85-419/719 Intro PDP: Homework 3

Due Tuesday, Feb 28, 10:30am

Some questions have multiple parts or ask you to hand in additional things; be careful not to leave out anything in preparing your responses. Although the assignment will be graded out of 100 points, it constitutes 15% of your course grade.

1. XOR [40 points]

Download and unzip the file http://www.cnbc.cmu.edu/~plaut/IntroPDP/networks/XOR.zip which contains XOR.in, XOR.ex, and XOR.init.wt. These files define a network to solve the XOR problem. (Although the Lens Examples folder contains a version of the XOR network, xor.in, don't use that version for this homework.)

Open the Link Viewer to display the values of the initial weights. Note the values from each input unit to each hidden unit (the 2x2 square), and from each hidden unit to the output unit (the top 2x1 rectangle). If you prefer, you can also examine these values by right-clicking on units in the Unit Viewer.

Now click on "Train" in the main panel. Because "Batch Size" and "Weight Updates" are both set to 1, this will train the network once on only the first pattern ("0 0 => 0"). Note the activation values of the hidden and output units. Then, in the Unit Display, select "Output Derivatives" from the "Value" menu, in order to display the derivative of the error with respect to the output (activation) of each unit in the network (dE/daj for each unit j).

1A [15 pts.] Based on the values of the weights in the network and the details of the back-propagation learning procedure, explain why the output derivative of the left hidden unit (hidden:0) is larger than that of the right hidden unit (hidden:1), and why both values are very much smaller than that of the output unit.
Select "Outputs and Targets" from the "Value" menu to go back to displaying unit activations and targets. Set "Batch Size" to 0 in the main panel. This causes Lens to run all four training patterns, accumulating error derivatives as it goes, before actually using them to change the weights---so-called "batch" learning. Also set "Weight Updates" to 300 in the main panel. Then click on "Train" to train for 300 epochs (i.e., 300 sweeps through the four patterns). Notice in the error graph that, after a very long initial flat period, the error finally drops quickly and reaches a value near zero. Use the Unit Viewer to examine the activation values of the hidden and output units for the four cases, and use the Link Viewer (or right-click on various units in the Unit Viewer) to examine the final weights.

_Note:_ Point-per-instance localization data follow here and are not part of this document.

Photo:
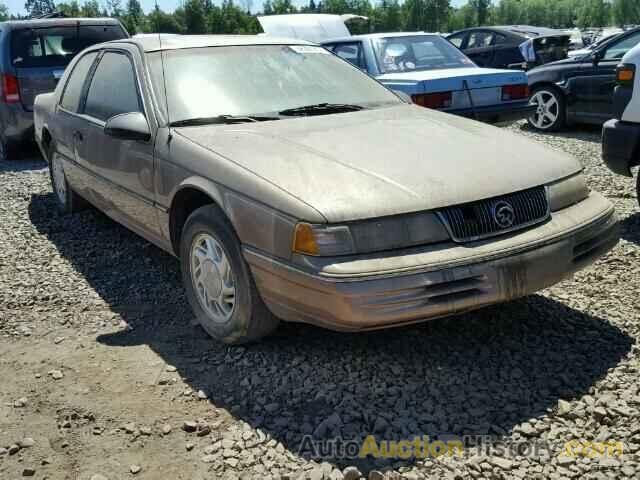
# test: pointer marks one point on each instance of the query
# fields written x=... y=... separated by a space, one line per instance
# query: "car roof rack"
x=50 y=15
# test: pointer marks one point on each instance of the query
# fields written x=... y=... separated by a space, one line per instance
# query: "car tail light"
x=433 y=100
x=515 y=92
x=625 y=74
x=10 y=89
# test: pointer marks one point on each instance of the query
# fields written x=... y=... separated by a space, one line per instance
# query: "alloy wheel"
x=213 y=278
x=547 y=109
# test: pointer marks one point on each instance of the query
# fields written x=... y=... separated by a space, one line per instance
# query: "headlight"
x=322 y=240
x=567 y=192
x=368 y=236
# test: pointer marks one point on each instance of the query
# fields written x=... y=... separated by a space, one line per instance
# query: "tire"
x=7 y=150
x=234 y=318
x=67 y=200
x=551 y=115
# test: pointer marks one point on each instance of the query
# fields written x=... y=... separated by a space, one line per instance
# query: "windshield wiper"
x=227 y=119
x=321 y=109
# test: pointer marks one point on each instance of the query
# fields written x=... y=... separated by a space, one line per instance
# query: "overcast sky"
x=17 y=6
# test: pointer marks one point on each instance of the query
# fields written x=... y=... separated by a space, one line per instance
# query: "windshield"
x=56 y=46
x=419 y=52
x=259 y=79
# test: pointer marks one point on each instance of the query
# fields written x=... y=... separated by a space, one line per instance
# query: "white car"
x=621 y=135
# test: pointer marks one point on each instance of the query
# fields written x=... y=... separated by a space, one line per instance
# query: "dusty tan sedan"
x=291 y=185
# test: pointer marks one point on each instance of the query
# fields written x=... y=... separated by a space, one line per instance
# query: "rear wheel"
x=218 y=282
x=550 y=113
x=7 y=150
x=67 y=200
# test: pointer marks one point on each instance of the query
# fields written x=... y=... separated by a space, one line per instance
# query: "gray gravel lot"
x=105 y=375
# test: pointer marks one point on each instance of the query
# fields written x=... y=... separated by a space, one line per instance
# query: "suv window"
x=351 y=52
x=113 y=89
x=619 y=49
x=56 y=46
x=479 y=39
x=73 y=89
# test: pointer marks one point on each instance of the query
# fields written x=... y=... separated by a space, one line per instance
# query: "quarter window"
x=73 y=89
x=351 y=52
x=617 y=51
x=113 y=88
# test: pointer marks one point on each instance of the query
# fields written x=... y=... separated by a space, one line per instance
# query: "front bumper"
x=509 y=112
x=621 y=146
x=384 y=290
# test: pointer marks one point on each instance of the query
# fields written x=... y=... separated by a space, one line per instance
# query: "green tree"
x=626 y=12
x=195 y=19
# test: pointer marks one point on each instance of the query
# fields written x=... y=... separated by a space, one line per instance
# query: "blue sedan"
x=435 y=74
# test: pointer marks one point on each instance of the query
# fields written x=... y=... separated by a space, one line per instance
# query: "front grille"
x=493 y=216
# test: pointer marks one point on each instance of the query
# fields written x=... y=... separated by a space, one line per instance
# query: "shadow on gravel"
x=475 y=374
x=28 y=158
x=630 y=228
x=587 y=133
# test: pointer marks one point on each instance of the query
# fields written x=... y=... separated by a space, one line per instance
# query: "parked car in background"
x=437 y=75
x=33 y=57
x=592 y=46
x=621 y=134
x=424 y=66
x=516 y=46
x=291 y=184
x=580 y=89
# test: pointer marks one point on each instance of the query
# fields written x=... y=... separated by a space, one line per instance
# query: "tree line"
x=203 y=16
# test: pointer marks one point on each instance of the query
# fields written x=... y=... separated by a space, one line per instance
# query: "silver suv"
x=33 y=56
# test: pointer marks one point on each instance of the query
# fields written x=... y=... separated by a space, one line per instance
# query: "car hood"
x=452 y=79
x=384 y=161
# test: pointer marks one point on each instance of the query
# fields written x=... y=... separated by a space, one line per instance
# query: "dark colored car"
x=579 y=90
x=517 y=46
x=33 y=56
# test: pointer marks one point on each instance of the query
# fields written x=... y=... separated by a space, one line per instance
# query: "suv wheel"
x=218 y=282
x=550 y=114
x=66 y=199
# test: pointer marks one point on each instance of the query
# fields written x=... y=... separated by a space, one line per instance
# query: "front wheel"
x=550 y=113
x=218 y=282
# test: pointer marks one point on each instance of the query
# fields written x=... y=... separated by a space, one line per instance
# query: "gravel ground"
x=106 y=377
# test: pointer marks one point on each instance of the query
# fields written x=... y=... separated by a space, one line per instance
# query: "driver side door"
x=123 y=169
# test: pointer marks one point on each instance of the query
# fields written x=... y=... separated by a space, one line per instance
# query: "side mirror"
x=597 y=56
x=128 y=126
x=405 y=97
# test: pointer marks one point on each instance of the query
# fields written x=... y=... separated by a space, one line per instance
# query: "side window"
x=479 y=39
x=352 y=53
x=73 y=89
x=619 y=49
x=457 y=40
x=499 y=39
x=113 y=88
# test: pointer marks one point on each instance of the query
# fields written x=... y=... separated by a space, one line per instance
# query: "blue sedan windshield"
x=418 y=52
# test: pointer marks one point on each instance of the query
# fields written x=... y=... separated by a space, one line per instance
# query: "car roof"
x=380 y=35
x=58 y=22
x=530 y=30
x=154 y=43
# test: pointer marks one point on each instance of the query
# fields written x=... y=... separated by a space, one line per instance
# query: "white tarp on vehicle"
x=313 y=27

1B [25 pts.] Explain how the network has solved the XOR problem. Specifically, for each hidden unit, describe how it is behaving across the four cases and explain how it accomplishes this given its bias, its weights from the input units, and the sigmoid activation function. Then explain how the output unit behaves in accordance with XOR based on its bias, its weights from these hidden units (and their activations for the four cases), and the sigmoid function.
In addition to your answers, hand in a print-out of the final weights as displayed in the Link Viewer (being sure to use "Hinton Diagram" under "Palette" and to rescale the display appropriately, using the slider on the right).
Extra Credit [10 pts.] The very long plateau in error at the beginning of training is not typical of training the XOR problem when starting from different initial random weights (although a brief plateau is not uncommon). Explain why this long plateau occurs for the initial weights used in the homework (XOR.init.wt).

2. Implementing Another Feedforward Problem [60 points]

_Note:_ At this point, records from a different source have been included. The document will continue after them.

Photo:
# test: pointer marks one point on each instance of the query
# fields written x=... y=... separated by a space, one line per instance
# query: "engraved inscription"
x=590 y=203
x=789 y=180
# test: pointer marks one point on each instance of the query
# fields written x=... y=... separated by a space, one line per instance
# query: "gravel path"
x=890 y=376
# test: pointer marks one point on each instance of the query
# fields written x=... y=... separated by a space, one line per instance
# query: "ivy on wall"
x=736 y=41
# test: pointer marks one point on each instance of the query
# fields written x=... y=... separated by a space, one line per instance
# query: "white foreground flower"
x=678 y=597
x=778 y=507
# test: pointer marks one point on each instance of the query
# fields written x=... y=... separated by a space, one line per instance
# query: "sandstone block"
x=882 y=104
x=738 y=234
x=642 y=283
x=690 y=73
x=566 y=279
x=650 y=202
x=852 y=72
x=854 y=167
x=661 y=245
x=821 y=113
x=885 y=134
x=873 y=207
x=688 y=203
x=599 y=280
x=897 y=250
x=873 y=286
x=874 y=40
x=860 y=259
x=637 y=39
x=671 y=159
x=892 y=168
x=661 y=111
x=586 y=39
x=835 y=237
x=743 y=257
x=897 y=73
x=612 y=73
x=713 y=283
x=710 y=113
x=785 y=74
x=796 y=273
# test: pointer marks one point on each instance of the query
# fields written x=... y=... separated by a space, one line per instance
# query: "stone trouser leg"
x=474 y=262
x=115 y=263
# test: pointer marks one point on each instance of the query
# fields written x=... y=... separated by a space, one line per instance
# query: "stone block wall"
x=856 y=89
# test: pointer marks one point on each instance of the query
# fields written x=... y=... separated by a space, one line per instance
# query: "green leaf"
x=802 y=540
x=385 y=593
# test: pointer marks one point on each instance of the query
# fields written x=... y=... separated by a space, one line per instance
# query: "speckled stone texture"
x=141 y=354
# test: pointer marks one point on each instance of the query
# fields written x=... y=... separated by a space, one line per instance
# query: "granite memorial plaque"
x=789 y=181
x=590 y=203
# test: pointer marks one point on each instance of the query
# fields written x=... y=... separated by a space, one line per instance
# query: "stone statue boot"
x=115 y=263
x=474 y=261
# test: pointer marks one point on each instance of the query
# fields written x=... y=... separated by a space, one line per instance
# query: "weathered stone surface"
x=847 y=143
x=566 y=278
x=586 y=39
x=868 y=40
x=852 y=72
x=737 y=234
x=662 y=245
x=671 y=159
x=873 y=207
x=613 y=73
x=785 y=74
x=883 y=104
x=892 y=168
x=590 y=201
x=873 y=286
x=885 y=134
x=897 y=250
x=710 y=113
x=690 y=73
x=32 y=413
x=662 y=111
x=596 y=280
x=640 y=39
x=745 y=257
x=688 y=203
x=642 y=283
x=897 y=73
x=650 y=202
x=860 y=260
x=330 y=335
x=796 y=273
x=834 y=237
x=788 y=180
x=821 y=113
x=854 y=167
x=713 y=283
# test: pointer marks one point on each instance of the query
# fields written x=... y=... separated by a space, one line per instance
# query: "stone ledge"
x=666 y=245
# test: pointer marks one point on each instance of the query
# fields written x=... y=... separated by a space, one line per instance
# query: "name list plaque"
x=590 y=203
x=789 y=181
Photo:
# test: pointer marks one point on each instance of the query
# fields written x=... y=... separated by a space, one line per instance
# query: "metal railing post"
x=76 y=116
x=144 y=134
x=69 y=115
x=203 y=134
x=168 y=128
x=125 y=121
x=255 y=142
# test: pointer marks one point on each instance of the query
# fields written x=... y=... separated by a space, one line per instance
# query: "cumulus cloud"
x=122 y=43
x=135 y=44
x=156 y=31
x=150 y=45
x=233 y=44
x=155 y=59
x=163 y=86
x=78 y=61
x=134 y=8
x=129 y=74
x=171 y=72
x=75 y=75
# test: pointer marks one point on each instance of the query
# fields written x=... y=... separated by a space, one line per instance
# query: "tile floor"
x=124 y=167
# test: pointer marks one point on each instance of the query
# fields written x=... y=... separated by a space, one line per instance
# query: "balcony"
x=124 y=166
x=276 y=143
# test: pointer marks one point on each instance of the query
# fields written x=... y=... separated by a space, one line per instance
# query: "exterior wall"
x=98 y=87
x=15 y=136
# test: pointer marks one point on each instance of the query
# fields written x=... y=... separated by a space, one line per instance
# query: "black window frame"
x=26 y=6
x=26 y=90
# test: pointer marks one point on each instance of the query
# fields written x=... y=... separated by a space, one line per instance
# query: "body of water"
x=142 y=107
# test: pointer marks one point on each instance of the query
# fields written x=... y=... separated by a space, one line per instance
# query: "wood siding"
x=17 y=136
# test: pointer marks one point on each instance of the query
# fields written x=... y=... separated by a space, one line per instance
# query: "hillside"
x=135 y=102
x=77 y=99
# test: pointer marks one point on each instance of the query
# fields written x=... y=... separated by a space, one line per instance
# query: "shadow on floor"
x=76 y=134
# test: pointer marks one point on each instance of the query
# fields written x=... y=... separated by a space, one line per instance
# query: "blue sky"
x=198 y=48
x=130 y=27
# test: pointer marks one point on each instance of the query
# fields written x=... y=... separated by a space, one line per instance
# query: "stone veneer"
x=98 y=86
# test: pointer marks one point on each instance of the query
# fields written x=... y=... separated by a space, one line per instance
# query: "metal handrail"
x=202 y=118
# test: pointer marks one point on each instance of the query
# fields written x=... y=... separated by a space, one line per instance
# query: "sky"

Study a feedforward problem of your choosing (other than XOR). Be sure to stick with a smallish problem, involving no more than a dozen or so units in total and maybe 15-20 training patterns. Take a look at the back-propagation chapter from the first PDP volume (PDP1 Chapter 8) for some ideas (e.g., parity, encoder, symmetry, negation), but feel free to come up with something more interesting (e.g., you could train on an "encoder" task using inputs/outputs where more than one unit is on per pattern, and where there is some "structure" or systematic relationship in which units are active together). Binary addition is tricky to make work and should be attempted only if you are interested in a challenge. Stay away from the T-C problem and other things later in the chapter. If you do chose one of the problems from the chapter, you may want to use more hidden units and train on more patterns than they do (particularly for symmetry or addition).

You will need to create new script and example files, which is most easily done by copying and renaming existing files (e.g., XOR.in and XOR.ex) and modifying them appropriately (making sure to save the new versions as plain-text files). Also note that you will need to reduce the learning rate because you are training on many more patterns (and might have many more output units). Finally, networks for other homework problems have started from all-zero weights (8x8 associator) or loaded in a set of initial weights (XOR). When training a network with hidden units on your own problem, though, it is better to start with small random initial weights (just use the resetNet command or control-panel button). You can then save these initial weights (with "Save Weights") so you can load them in later if you want to be able to re-create a particular training run.

Carry out learning experiments in which you examine what aspects of the training set the network finds easy or more difficult to learn, and how well it generalizes to patterns that are withheld from training (much like you did for your pattern association problem in the second half of Homework 2). Explore the impact of either 1) changing the number of hidden units, or 2) adding weight decay, on the speed and efficacy of learning, and on generalization. (If you add weight decay, be sure to use a small value (e.g., 0.001) or the network will not be able to learn the training patterns sufficiently well.)

Note that many of the problems mentioned above (e.g., parity) are ones where the most similar inputs map to different outputs and so are not expected to give rise to effective generalization (although it's still worth testing). For problems like these (and maybe others), you might try training on all but one of the set of possible patterns (e.g., 31 patterns for 5-bit parity) and see if the network can generalize to the remaining pattern.

In writing up your results, include a description of the problem you have chosen and why you find it interesting, and displays of the weights of your network before and after training. Be sure to try to explain your results based on your understanding of the properties of PDP networks, the back-propagation learning procedure, and the structure among your training patterns.